Este país fascinante foi a próxima etapa dos nossos aventureiros. A van chegou a Guayaquil, cidade do litoral equatoriano no Oceano Pacífico. Rui e Moré tiveram de ir até lá, de avião, pegar o carro e seguir viagem. Depois de embarcar na boa e velha companheira de viagem, a van, eles rumaram para Quito, a capital do Equador.

Moré admite que Quito é uma das cidades mais bonitas da América do Sul. Não é à toa que é uma das poucas cidades tombadas pela Unesco como Patrimônio da Humanidade. “Suas dezenas de igrejas, casarões e construções seculars nos remete a séculos passados. Caminhar pelas ruas cheias de pedras é muito legal”, complementa.
Eles até mesmo assistiram ao jogo Brasil X Equador pelas Eliminatórias da Copa do Mundo, no dia 17 de novembro. Não deram sorte: a Seleção Brasileira foi derrotada por 1 a 0, gol de Mendez. A comissão técnica jogou a culpa do mau futebol na altitude. E Moré concorda: “Realmente, para quem não está acostumado, a altitude incomoda bastante. A gente sente cansaço apenas caminhando”.

Além do mais, Quito é considerada o centro do mundo. E tem uma peculiaridade, conforme destaca Moré: “Há um local, na cidade, onde a pessoa pesa cinco quilos a menos, por causa deste fenômeno”. E trouxe com ele até mesmo um papelzinho para comprovar sua afirmação. É uma boa dica para quem está um pouco acima do peso…

Os dois aventureiros também se encantaram com a boa comida e com a hospitalidade do povo equatoriano. Partiram, mas deixaram para trás a vontade de voltar a visitar este país – um dos dois com os quais o Brasil não tem fronteiras na América do Sul (o outro é o Chile). Durante o trajeto entre Equador e Colômbia eles se encontraram com um grupo de gaúchos, amigos de Rui, que decidiram acompanhá-los num dos trechos da viagem.

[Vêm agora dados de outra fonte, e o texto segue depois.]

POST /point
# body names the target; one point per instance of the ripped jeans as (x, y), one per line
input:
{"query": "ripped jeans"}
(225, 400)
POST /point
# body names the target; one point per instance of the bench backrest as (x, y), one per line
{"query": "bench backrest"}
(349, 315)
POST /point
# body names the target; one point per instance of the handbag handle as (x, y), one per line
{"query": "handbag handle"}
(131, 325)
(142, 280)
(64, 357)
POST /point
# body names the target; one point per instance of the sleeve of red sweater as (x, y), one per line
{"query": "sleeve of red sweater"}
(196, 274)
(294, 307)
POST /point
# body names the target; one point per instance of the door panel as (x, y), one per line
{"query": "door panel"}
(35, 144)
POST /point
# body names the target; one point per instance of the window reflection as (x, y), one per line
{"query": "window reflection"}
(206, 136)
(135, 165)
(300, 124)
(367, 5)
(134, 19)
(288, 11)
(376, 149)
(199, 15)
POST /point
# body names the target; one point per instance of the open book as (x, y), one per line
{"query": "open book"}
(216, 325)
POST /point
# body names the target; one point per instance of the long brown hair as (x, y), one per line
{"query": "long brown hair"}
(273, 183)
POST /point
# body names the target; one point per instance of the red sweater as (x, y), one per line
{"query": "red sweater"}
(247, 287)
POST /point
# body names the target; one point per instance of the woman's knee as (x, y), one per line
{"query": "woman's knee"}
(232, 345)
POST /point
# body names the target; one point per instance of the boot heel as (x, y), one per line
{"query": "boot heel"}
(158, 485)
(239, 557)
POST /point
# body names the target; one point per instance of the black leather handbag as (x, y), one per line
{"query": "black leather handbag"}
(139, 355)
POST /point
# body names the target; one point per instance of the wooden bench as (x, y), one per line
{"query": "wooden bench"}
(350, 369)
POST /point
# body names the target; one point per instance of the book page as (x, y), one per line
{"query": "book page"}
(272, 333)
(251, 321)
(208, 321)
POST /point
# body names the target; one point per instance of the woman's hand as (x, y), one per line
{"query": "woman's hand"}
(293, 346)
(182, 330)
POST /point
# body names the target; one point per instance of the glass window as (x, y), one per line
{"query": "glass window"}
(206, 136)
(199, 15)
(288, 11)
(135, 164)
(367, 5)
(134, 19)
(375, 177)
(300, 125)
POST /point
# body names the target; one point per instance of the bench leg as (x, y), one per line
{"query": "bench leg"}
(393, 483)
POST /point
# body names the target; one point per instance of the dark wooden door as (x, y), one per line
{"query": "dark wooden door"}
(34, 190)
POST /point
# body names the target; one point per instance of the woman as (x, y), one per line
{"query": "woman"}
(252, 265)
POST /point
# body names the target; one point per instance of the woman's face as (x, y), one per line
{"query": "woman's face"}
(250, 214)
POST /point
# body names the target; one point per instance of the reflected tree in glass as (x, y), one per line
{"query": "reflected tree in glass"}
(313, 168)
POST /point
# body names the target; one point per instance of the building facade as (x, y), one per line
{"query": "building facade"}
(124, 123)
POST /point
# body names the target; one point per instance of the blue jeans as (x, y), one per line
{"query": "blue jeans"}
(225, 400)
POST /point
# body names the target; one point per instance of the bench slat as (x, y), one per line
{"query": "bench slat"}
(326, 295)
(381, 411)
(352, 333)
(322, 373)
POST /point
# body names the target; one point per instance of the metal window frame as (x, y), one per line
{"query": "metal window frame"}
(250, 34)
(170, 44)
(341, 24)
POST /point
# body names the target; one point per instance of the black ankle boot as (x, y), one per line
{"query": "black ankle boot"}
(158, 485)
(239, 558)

Na Colômbia – Depois, seguiram para a Colômbia, onde conheceram um país muito bonito. Em Bogotá, por exemplo, eles visitaram uma catedral feita de sal – algo que Moré classifica como uma das coisas mais maravilhosas já vistas. A Colômbia é um país que vem saindo da crise após a posse do presidente Álvaro Uribe. De tipo linha dura, Uribe resolveu encarar de frente os guerrilheiros de esquerda e os paramilitares de direita para pôr um fim na violência no país. Além disto, também está jogando duro com os narcotraficantes para evitar que o país continuasse a ser estigmatizado como fornecedor de cocaína para o Primeiro Mundo.

E nossos viajantes testemunharam estas mudanças na Colômbia, um país de pessoas alegres, hospitaleiras e de mulheres bonitas. Eles mesmo ficaram hospedados na casa de um colombiano que conheceram durante a viagem, o qual estava seguindo para o México a fim de tentar a travessia para os Estados Unidos através da fronteira. Para demonstrar seu agradecimento a Rui e Moré, que o ajudaram quando encontraram-no na América Central, ele indicou sua casa como um local onde poderiam hospedar-se. Os dois adoraram ter sido bem recebidos, sobretudo por pessoas que conhecem muito bem a capital colombiana.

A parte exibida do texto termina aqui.